La sostenibile leggerezza di un calice di vino
Inizia la vendemmia ed il dibattito sul vino si accende; tema di questi giorni è la gradazione alcolica del vino. Per molti esperti non ci sono dubbi: il futuro è dei vini a bassa gradazione alcolica. Vuoi per motivi salutistici, vuoi per la paura dell’etilometro, i vini cosiddetti “leggeri” sembrano incontrare i favori dei consumatori e quindi l’attenzione dei produttori. In esatta controtendenza con gli anni passati quando imperversò la moda dei vini potenti, muscolari, addirittura ipertrofici e fecero il loro ingresso in cantina i famigerati concentratori. Il problema quindi sarebbe quello di dealcolizzare vini che negli anni, sia a causa del cambiamento climatico che per via delle pratiche di vigna e di cantina, hanno enfatizzato il loro carico alcolico. Va inoltre ricordato come l’Unione Europea, attraverso la nuova Ocm-vino, consenta la dealcolizzazione fino a un massimo del 2%.  Il rischio però, secondo alcuni tecnici, è quello di snaturare il vino rispetto all’uva d’origine. Ma altri tecnici fanno notare come il global warm e il desiderio di creare etichette da competizione abbiano già di fatto, nelle ultime decadi, determinato una sorta di tradimento del modello base e che vini nati per essere freschi e leggeri abbiano finito con il diventare potenti e concentrati. Difficile dire chi ha ragione: facile immaginare che alla fine, come sempre, sarà il mercato a orientare le scelte. Con la speranza che il mondo del vino italiano sappia intuire per tempo la direzione del vento.

 

Il Prosciutto di Parma piace all’estero

Boom in Australia, Gran Bretagna Belgio e Francia per il Prosciutto di Parma DOP preaffettato.

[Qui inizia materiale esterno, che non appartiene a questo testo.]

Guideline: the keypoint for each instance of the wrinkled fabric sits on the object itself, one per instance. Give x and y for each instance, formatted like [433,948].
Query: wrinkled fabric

Nonostante le continue azioni di agropirateria contro il made in Italy , una delle eccellenze agroalimentari più rappresentative del nostro Paese riesce a conquistare consumatori d’oltreoceano. La crescita delle vendite per la sola Australia è pari al 400% mentre gli USA si confermano come primo bacino delle esportazioni.

 

La cantina Ruffino in mani straniere
Il mondo del vino possiede un innegabile appeal e notevoli volumi d’affari sulla carta. Normale quindi che potenti gruppi stranieri rivolgano la loro attenzione a storiche cantine italiane, come la Constellation Brand che ha rilevato dai Folonari la proprietà Ruffino. Ma spesso i grandi gruppi finanziari impiegano poco a scoprire che il vino richiede troppo tempo, pazienza e passione. Si pensi agli esempi di Bolla e Tenuta dell’Ornellaia, tornati in mani nostrane dopo un rapido tour in Wall Street.

  
PARLA COME MANGI: cos’è l’agropirateria

Si intende quel fenomeno di contraffazione dei prodotti agroalimentari, soprattutto quelli a denominazione d’origine in quanto dotati di maggiore appeal e notorietà. Alla base della contraffazione c’è lo sfruttamento della reputazione e rinomanza del prodotto. Un esempio di Agropirateria è l’italian sounding cioè la presenza sull’etichetta di nomi italiani, bandiera tricolore, monumenti, parole e simboli che evocano in qualche modo l’Italia, senza che il prodotto sia italiano.